3. Facteurs de contexte du travail, tels que par exemple : le rôle dans le cadre de l’organisation, l’autonomie de décision et de contrôle; les conflits interpersonnels au travail; l’évolution et le développement de la carrière, la communication (ex. incertitude liée aux prestations requises).
Il est nécessaire, en ce qui concerne les points 1 et 2, d’entendre les travailleurs et/ou le RTS/RTST.

S’il n’émerge, au cours de cette phase, aucun élément de risque de stress lié au travail, l’employeur doit uniquement en référer dans le Document d’Evaluation des Risques (DER), en plus de prévoir un projet de monitorage.

Phase éventuelle
– Il s’agit d’une phase activée au cas où des éléments de risque de stress lié au travail auraient émergé au cours de la phase préliminaire et au cas où les mesures adoptées par l’employeur, suite à l’évaluation, se seraient révélée inefficaces.

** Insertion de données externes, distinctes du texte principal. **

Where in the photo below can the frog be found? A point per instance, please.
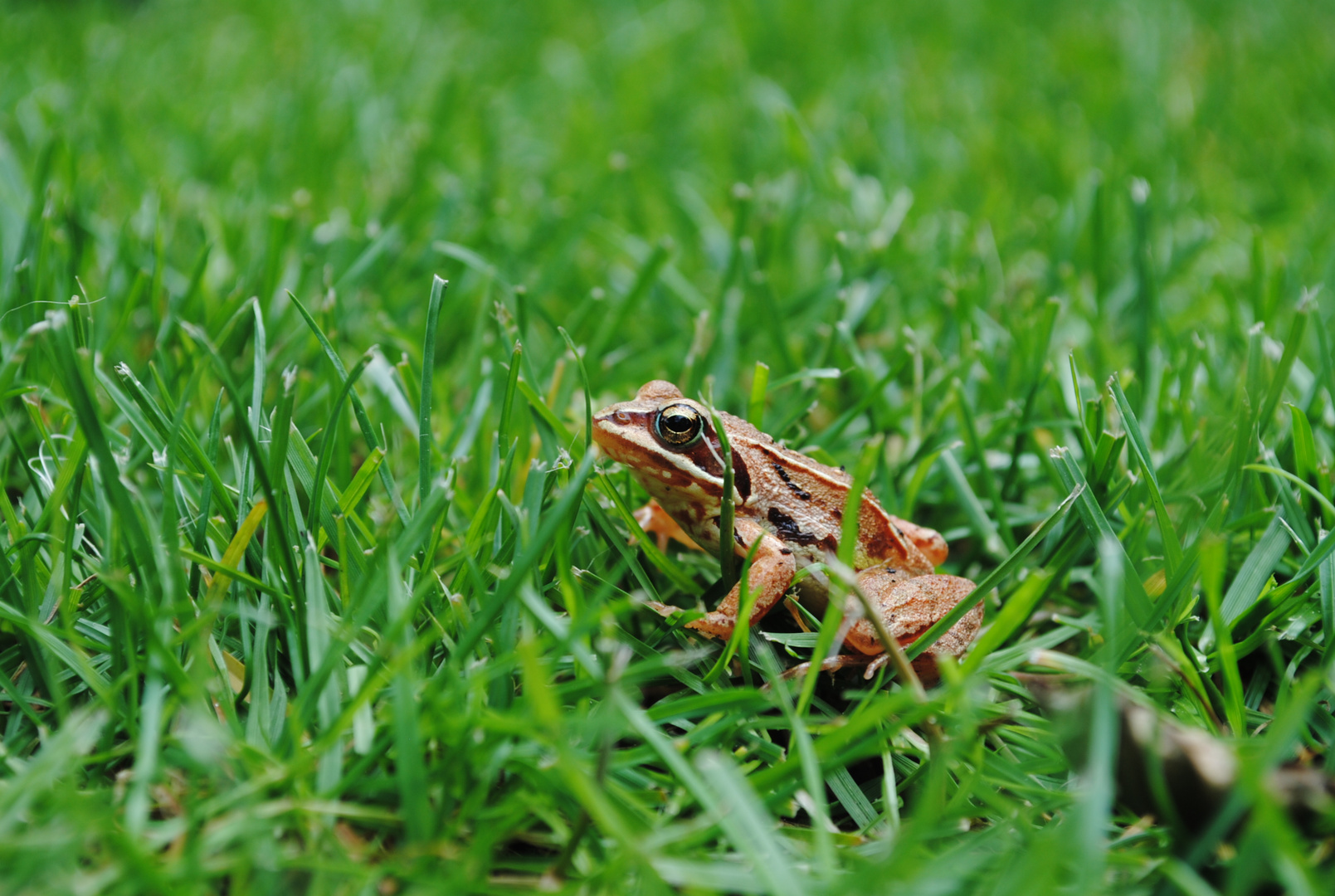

Dans ce dernier cas, il sera procédé à une évaluation approfondie, qui consiste à évaluer la perception subjective que les travailleurs ont par rapport aux indicateurs des trois groupes définis au cours de la phase préliminaire. Cette évaluation peut s’effectuer par l’intermédiaire de questionnaires, de focus groups, d’entretiens et d’autres moyens éventuels.

Début de l’obligation d’évaluation du risque

A partir du 31 Décembre 2010, tous les employeurs devront, pour respecter l’obligation d’évaluation du risque de stress lié au travail, mettre en route les activités d’évaluation conformément aux indications fournies par la Commission consultative permanente pour la santé et la sécurité au travail.
Les employeurs qui auront, à la date d’approbation des indications susdites par la Commission consultative (17 Novembre 2010), déjà effectué l’évaluation du risque de stress lié au travail conformément aux dispositions de l’Accord européen de 2004, accueilli par l’Accord inter-confédérations de 2008, devront uniquement mettre à jour les évaluations à la lumière des indications de la Commission consultative.